Die Revision war nicht zuzulassen. Gründe, die die Zulassung der Revision gem. § 543 II 1 ZPO rechtfertigen würden, sind nicht gegeben. Die Sache hat keine grundsätzliche Bedeutung. Eine solche liegt vor, wenn eine klärungsbedürftige Frage zu entscheiden ist, deren Auftreten in einer unbestimmten Vielzahl von Fällen zu erwarten ist und deshalb das abstrakte Interesse der Allgemeinheit an einheitlicher Entwicklung und Handhabung des Rechts berührt (vgl. Heßler in: Zöller, ZPO, 32. Aufl. 2018, § 543 ZPO, Rn. 11; BGHZ 151, 221 = 2002, 3029; BGH NJW 2002, 2957; 2003, 65; 2003, 831; 2003, 1943; 2003, 2319). Klärungsbedürftig ist eine Rechtsfrage, wenn zu ihr unterschiedliche Auffassungen vertreten werden und noch keine höchstrichterliche Entscheidung vorliegt (BVerfG NJW 2011, 1277). Bei einhelliger Meinung der Oberlandesgerichte genügen vereinzelt gebliebene Stimmen in der Literatur nicht, auch wenn der BGH die Frage noch nicht entschieden hat (vgl. Heßler in: Zöller, ZPO, 32. A. 2018, § 543 ZPO, Rn. 11; BGH MDR 2010, 704; NJW-RR 2010, 978). Wie der Kläger selbst zutreffend im Rahmen des Rechtsstreits mehrfach ausführte (vgl. Bl. 59 d.A. OLG) wurde über die Thematik einer Teilabänderungsklage bislang weder von Oberlandesgerichten noch vom BGH entschieden.

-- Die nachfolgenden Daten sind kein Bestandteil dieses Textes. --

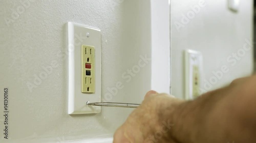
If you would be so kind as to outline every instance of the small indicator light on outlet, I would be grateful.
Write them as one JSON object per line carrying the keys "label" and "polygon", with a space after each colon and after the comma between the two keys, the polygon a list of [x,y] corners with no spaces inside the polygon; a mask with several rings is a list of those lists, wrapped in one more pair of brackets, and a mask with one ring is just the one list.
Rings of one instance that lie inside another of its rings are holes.
{"label": "small indicator light on outlet", "polygon": [[86,64],[86,69],[91,69],[92,65],[91,65],[91,64]]}
{"label": "small indicator light on outlet", "polygon": [[91,75],[91,71],[86,71],[86,75]]}

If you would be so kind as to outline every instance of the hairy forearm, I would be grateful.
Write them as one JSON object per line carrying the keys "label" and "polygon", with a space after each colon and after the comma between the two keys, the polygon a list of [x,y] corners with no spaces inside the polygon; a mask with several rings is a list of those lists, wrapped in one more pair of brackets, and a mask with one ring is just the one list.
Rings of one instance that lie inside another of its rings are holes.
{"label": "hairy forearm", "polygon": [[179,105],[172,115],[172,137],[183,143],[256,141],[256,92],[243,86],[230,85]]}

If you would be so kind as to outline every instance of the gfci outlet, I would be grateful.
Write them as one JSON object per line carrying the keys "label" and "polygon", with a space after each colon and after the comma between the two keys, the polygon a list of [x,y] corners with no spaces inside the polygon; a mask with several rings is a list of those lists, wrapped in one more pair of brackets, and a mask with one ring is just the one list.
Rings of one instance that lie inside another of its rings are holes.
{"label": "gfci outlet", "polygon": [[202,77],[202,56],[200,51],[185,51],[185,98],[192,99],[200,95]]}
{"label": "gfci outlet", "polygon": [[100,31],[68,23],[69,107],[70,115],[99,113],[101,101]]}

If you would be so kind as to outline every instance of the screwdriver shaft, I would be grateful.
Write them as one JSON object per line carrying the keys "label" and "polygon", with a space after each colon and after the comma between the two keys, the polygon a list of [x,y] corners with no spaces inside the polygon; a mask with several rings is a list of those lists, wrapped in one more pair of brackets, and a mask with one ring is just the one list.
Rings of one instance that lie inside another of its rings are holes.
{"label": "screwdriver shaft", "polygon": [[126,107],[126,108],[137,108],[139,106],[139,104],[133,103],[116,103],[116,102],[95,102],[90,103],[87,102],[87,104],[90,106],[100,106],[107,107]]}

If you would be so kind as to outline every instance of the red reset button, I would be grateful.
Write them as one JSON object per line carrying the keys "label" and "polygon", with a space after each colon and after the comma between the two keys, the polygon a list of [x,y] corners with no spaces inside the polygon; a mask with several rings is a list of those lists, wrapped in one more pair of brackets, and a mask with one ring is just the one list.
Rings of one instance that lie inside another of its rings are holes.
{"label": "red reset button", "polygon": [[91,64],[86,64],[86,69],[92,68],[92,65],[91,65]]}

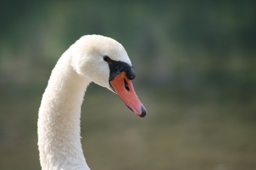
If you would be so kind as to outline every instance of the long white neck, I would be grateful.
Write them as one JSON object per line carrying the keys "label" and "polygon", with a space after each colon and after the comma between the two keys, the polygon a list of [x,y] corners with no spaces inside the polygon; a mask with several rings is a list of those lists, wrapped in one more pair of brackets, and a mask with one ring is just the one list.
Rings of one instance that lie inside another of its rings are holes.
{"label": "long white neck", "polygon": [[68,51],[59,60],[39,109],[38,144],[43,170],[90,169],[80,128],[81,105],[90,81],[74,70],[71,59]]}

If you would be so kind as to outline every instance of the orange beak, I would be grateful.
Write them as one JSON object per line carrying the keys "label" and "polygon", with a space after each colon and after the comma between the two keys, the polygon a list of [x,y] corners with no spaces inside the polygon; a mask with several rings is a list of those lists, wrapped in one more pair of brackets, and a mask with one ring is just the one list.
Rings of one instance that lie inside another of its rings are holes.
{"label": "orange beak", "polygon": [[136,95],[131,81],[127,78],[124,71],[116,76],[110,83],[130,109],[141,118],[146,116],[146,109]]}

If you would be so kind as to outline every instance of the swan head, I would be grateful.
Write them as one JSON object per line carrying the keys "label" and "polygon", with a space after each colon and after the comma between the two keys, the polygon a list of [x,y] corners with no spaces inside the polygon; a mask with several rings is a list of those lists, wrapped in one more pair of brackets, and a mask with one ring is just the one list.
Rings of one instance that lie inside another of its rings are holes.
{"label": "swan head", "polygon": [[131,83],[135,77],[131,63],[121,44],[110,38],[88,35],[77,40],[70,50],[71,65],[79,74],[117,93],[141,117],[146,116]]}

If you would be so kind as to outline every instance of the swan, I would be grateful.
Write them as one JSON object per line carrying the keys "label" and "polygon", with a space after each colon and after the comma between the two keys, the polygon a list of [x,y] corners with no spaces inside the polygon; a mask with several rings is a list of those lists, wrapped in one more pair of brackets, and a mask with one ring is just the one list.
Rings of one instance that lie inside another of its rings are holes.
{"label": "swan", "polygon": [[135,77],[123,47],[99,35],[82,37],[62,55],[43,95],[38,122],[43,170],[90,170],[80,139],[81,105],[91,82],[117,93],[141,118],[146,111],[131,80]]}

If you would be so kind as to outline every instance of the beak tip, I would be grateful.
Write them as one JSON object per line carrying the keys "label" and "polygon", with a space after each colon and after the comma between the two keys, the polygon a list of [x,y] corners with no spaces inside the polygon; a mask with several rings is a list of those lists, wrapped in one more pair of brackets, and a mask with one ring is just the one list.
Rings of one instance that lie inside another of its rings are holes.
{"label": "beak tip", "polygon": [[147,114],[147,111],[146,110],[146,109],[143,106],[141,106],[140,108],[141,109],[141,114],[139,116],[141,118],[143,118],[146,116],[146,115]]}

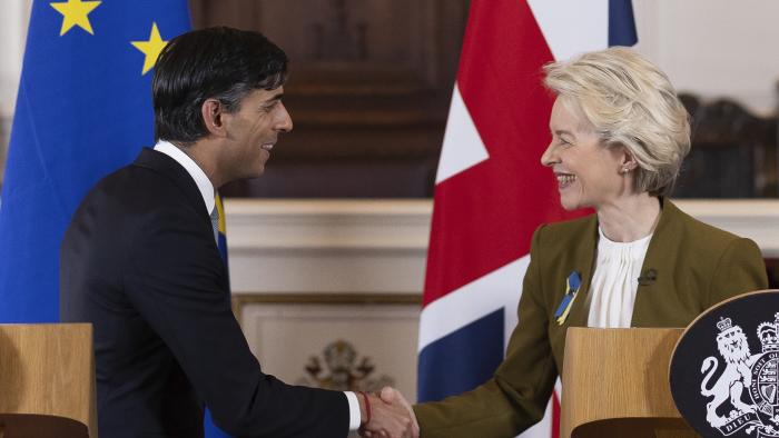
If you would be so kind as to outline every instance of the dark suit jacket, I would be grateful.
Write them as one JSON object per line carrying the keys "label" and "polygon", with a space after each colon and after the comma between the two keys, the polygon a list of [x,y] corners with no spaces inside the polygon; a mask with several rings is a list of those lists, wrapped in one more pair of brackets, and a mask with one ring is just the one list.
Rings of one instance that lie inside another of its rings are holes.
{"label": "dark suit jacket", "polygon": [[60,251],[62,321],[95,325],[100,436],[203,436],[204,404],[234,436],[348,434],[343,392],[260,371],[187,171],[145,149],[100,181]]}
{"label": "dark suit jacket", "polygon": [[[542,418],[562,375],[565,330],[586,327],[596,249],[594,215],[535,231],[519,325],[505,360],[479,388],[414,407],[423,438],[514,437]],[[559,326],[553,315],[572,271],[582,285],[568,320]],[[753,241],[700,222],[669,200],[663,201],[642,272],[648,279],[635,295],[632,327],[686,327],[726,298],[768,287]]]}

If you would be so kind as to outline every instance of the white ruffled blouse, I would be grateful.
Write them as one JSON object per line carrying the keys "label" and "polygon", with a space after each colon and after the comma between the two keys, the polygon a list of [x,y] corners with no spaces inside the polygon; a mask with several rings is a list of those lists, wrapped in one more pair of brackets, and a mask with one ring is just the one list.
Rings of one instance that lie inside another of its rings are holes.
{"label": "white ruffled blouse", "polygon": [[652,235],[632,242],[609,240],[598,228],[598,259],[590,286],[589,327],[627,328]]}

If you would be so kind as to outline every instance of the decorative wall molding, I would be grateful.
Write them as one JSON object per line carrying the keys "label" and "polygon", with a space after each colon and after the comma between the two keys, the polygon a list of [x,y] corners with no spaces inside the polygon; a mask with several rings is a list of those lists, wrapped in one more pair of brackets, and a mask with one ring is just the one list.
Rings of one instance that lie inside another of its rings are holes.
{"label": "decorative wall molding", "polygon": [[[779,258],[779,200],[677,200]],[[236,293],[421,293],[431,200],[227,199]]]}

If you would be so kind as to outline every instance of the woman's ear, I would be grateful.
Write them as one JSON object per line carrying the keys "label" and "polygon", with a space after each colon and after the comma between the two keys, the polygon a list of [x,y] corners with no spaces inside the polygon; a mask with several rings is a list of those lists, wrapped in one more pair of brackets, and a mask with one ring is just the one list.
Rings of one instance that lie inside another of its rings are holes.
{"label": "woman's ear", "polygon": [[620,162],[620,172],[628,173],[632,172],[639,167],[639,162],[635,161],[635,157],[625,148],[622,147],[622,160]]}
{"label": "woman's ear", "polygon": [[213,136],[225,137],[224,107],[217,99],[206,99],[200,106],[200,117]]}

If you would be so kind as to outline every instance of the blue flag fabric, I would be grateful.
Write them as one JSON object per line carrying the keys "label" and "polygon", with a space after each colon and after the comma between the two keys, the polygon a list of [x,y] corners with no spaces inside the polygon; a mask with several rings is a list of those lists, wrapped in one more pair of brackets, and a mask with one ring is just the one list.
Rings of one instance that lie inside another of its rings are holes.
{"label": "blue flag fabric", "polygon": [[187,0],[34,0],[0,205],[0,322],[59,320],[65,229],[100,178],[154,145],[154,62],[190,27]]}
{"label": "blue flag fabric", "polygon": [[[154,145],[145,66],[156,37],[189,28],[186,0],[33,2],[0,207],[0,322],[59,320],[65,229],[100,178]],[[148,54],[132,44],[148,41]]]}

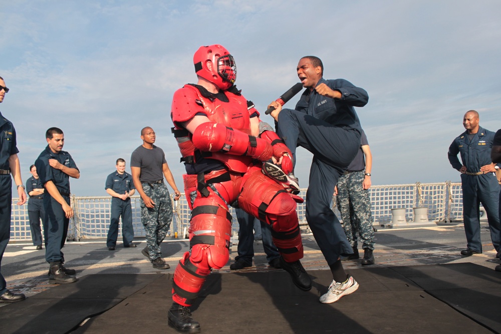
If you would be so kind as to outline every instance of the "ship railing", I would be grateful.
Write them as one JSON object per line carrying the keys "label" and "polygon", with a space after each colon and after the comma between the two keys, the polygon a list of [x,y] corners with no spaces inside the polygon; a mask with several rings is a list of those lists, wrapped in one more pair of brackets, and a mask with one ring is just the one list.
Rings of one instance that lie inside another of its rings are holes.
{"label": "ship railing", "polygon": [[[301,189],[299,195],[305,199],[306,189]],[[314,189],[310,189],[310,191]],[[392,209],[405,209],[408,220],[412,218],[416,207],[428,208],[431,222],[451,222],[462,220],[462,194],[460,183],[446,181],[439,183],[416,182],[409,184],[373,186],[369,190],[371,199],[373,223],[384,225],[391,220]],[[171,195],[172,199],[172,195]],[[70,220],[68,238],[80,240],[106,238],[110,223],[111,196],[80,197],[72,195],[71,206],[75,215]],[[13,199],[11,226],[11,240],[14,241],[31,240],[30,221],[27,204],[16,205],[17,199]],[[188,234],[191,211],[184,195],[178,201],[173,201],[173,220],[169,234],[184,238]],[[333,197],[332,209],[340,218]],[[132,207],[132,224],[134,234],[145,236],[144,229],[141,223],[141,199],[139,196],[131,198]],[[297,214],[300,224],[303,229],[308,229],[306,218],[306,201],[298,204]],[[233,217],[233,231],[236,233],[238,224],[234,209],[230,208]],[[121,240],[121,222],[119,230],[119,241]],[[42,227],[43,229],[43,227]]]}

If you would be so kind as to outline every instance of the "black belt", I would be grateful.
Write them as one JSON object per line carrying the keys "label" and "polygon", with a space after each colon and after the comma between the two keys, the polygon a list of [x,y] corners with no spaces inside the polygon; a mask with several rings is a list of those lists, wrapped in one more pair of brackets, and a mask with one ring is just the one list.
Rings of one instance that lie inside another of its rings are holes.
{"label": "black belt", "polygon": [[163,183],[163,180],[158,180],[158,181],[145,181],[141,183],[151,183],[152,184],[161,184]]}
{"label": "black belt", "polygon": [[361,172],[363,170],[363,169],[362,169],[362,170],[345,170],[345,171],[343,172],[343,175],[347,175],[350,173],[355,173],[355,172]]}
{"label": "black belt", "polygon": [[464,174],[467,175],[481,175],[483,172],[477,172],[476,173],[470,173],[469,172],[464,172]]}

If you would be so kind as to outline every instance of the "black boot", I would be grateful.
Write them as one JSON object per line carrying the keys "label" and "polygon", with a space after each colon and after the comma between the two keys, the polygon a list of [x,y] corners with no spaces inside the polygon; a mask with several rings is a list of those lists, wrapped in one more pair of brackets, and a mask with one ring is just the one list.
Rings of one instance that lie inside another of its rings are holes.
{"label": "black boot", "polygon": [[63,271],[60,262],[51,262],[50,264],[51,265],[49,269],[50,274],[49,276],[50,283],[65,284],[77,281],[77,277],[74,276],[69,276]]}
{"label": "black boot", "polygon": [[370,265],[374,264],[374,256],[372,254],[372,250],[365,248],[364,250],[364,258],[362,259],[362,265]]}
{"label": "black boot", "polygon": [[[61,264],[61,270],[63,270],[63,272],[65,273],[68,276],[75,276],[77,274],[77,271],[74,269],[68,269],[63,265],[63,263]],[[49,272],[47,273],[47,274],[49,276],[51,275],[50,268],[49,268]]]}
{"label": "black boot", "polygon": [[310,291],[312,288],[312,279],[303,267],[299,260],[294,262],[286,262],[280,256],[280,265],[282,269],[291,274],[293,282],[303,291]]}
{"label": "black boot", "polygon": [[172,306],[167,315],[169,325],[181,333],[199,333],[201,329],[198,321],[191,318],[189,307],[172,303]]}
{"label": "black boot", "polygon": [[358,248],[356,247],[353,247],[353,252],[352,253],[347,254],[346,256],[341,257],[341,260],[343,261],[346,261],[347,260],[357,260],[359,258],[360,258],[360,255],[358,253]]}

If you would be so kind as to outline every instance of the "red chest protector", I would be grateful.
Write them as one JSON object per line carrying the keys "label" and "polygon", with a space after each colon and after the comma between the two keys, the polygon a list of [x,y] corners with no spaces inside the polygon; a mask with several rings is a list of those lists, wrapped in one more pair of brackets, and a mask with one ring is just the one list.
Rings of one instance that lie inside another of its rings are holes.
{"label": "red chest protector", "polygon": [[[191,141],[191,134],[179,124],[197,114],[205,115],[214,123],[250,133],[249,116],[258,113],[254,105],[248,103],[236,89],[234,93],[224,91],[223,93],[228,100],[227,102],[204,96],[196,87],[191,85],[185,85],[174,93],[171,109],[171,117],[175,126],[173,132],[183,156],[181,161],[185,163],[196,163],[196,149]],[[203,152],[202,155],[205,158],[221,161],[229,170],[239,173],[246,172],[253,161],[250,157],[219,152]]]}

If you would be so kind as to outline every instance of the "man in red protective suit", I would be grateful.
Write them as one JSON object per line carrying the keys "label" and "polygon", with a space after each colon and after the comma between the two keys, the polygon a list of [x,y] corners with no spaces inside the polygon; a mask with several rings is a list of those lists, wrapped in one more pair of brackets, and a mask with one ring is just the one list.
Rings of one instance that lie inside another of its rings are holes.
{"label": "man in red protective suit", "polygon": [[303,248],[296,208],[303,200],[292,193],[297,185],[284,187],[262,171],[263,162],[271,160],[284,173],[292,172],[290,151],[233,85],[236,68],[226,49],[200,47],[193,63],[198,82],[176,91],[171,111],[191,219],[190,251],[174,273],[168,318],[169,326],[186,333],[200,330],[189,306],[211,270],[229,259],[229,205],[270,224],[282,268],[300,289],[312,286],[300,261]]}

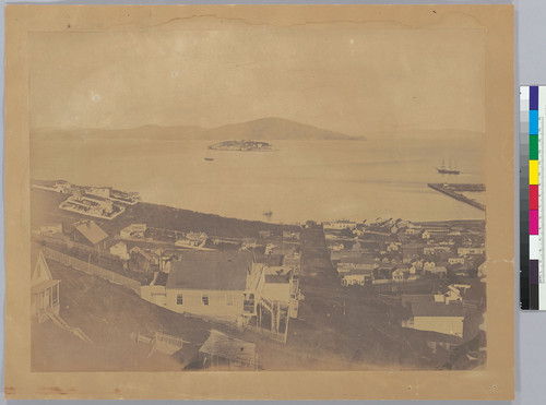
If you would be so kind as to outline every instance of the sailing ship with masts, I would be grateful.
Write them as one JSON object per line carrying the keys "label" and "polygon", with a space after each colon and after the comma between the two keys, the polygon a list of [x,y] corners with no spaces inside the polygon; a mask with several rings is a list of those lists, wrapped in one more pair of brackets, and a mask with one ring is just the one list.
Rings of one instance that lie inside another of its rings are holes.
{"label": "sailing ship with masts", "polygon": [[440,175],[460,175],[461,171],[456,168],[456,162],[455,165],[452,167],[451,166],[451,160],[449,162],[449,165],[446,166],[444,159],[442,159],[442,165],[440,167],[436,168]]}

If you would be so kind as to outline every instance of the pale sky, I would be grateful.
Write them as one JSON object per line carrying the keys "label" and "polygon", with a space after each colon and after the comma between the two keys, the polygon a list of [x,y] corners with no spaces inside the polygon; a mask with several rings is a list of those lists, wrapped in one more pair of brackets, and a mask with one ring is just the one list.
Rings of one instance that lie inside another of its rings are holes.
{"label": "pale sky", "polygon": [[480,29],[226,28],[31,34],[31,127],[485,129]]}

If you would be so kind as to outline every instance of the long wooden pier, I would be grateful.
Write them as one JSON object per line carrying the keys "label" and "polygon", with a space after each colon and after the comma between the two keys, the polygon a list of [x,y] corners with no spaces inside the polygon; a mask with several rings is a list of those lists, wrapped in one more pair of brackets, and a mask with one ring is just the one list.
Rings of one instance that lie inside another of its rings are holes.
{"label": "long wooden pier", "polygon": [[428,187],[430,187],[432,190],[436,190],[436,191],[439,191],[446,195],[449,195],[452,199],[455,199],[456,201],[464,202],[468,205],[474,206],[475,209],[485,211],[484,204],[462,194],[463,191],[484,192],[485,184],[479,184],[479,183],[431,183],[431,182],[429,182]]}

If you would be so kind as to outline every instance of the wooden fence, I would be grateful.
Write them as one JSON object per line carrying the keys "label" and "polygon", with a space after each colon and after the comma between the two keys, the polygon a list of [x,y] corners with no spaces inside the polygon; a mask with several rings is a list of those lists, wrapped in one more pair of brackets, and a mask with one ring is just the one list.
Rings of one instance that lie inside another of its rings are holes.
{"label": "wooden fence", "polygon": [[132,278],[124,277],[115,272],[110,272],[109,270],[105,270],[95,264],[84,262],[80,259],[61,253],[48,247],[43,247],[41,249],[44,251],[44,255],[46,257],[46,259],[55,260],[56,262],[62,263],[67,266],[71,266],[72,269],[79,270],[86,274],[104,278],[112,284],[121,285],[123,287],[132,289],[134,293],[140,295],[140,283]]}

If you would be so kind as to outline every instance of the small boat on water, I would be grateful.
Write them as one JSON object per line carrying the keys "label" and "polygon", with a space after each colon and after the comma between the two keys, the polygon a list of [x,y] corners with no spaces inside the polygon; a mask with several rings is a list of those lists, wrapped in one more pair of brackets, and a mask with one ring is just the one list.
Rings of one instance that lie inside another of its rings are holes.
{"label": "small boat on water", "polygon": [[460,175],[461,171],[456,168],[456,164],[454,167],[451,167],[451,164],[446,167],[446,163],[443,162],[442,159],[442,165],[440,167],[436,167],[436,169],[438,170],[438,172],[440,175]]}

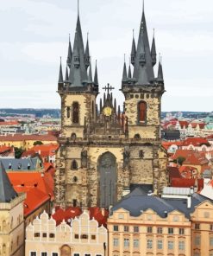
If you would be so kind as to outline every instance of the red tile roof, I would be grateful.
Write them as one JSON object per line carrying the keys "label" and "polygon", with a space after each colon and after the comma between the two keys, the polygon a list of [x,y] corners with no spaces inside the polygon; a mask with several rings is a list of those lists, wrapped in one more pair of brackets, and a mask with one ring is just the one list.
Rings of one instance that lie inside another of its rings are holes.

Eine Abweichung von einer unterschiedlichen Rechtsauffassung kann damit schon denklogisch nicht vorliegen. Der Senat orientiert sich im Hinblick auf die Bewertung des Merkmals „wesentlich“ im Rahmen von § 323 I ZPO an der obergerichtlichen Rechtsprechung. Insoweit wird im vorliegenden Einzelfall nicht von einer höchst- oder obergerichtlichen Rechtsprechung abgewichen. Ferner ist das Zulassungskriterium „Fortbildung des Rechts“ bzw. „Sicherung einer einheitlichen Rechtsprechung gemäß § 543 II 1 Nr. 2 nicht gegeben. Die Fortbildung des Rechts durch eine Revisionsentscheidung ist erforderlich, wenn der Einzelfall Veranlassung gibt, Leitsätze für die Auslegung von Gesetzesbestimmungen des materiellen oder des Verfahrensrechts aufzuzeigen oder Gesetzeslücken zu schließen (vgl. Heßler in: Zöller, a.a.O., § 543 ZPO, Rn. 12; BGH NJW 2002, 3029; NJW-RR 2003, 132; 2003, 1074; NJW 2003, 1943; 2004, 289). Eine solche Ausgangslage ist hier nicht zu erkennen.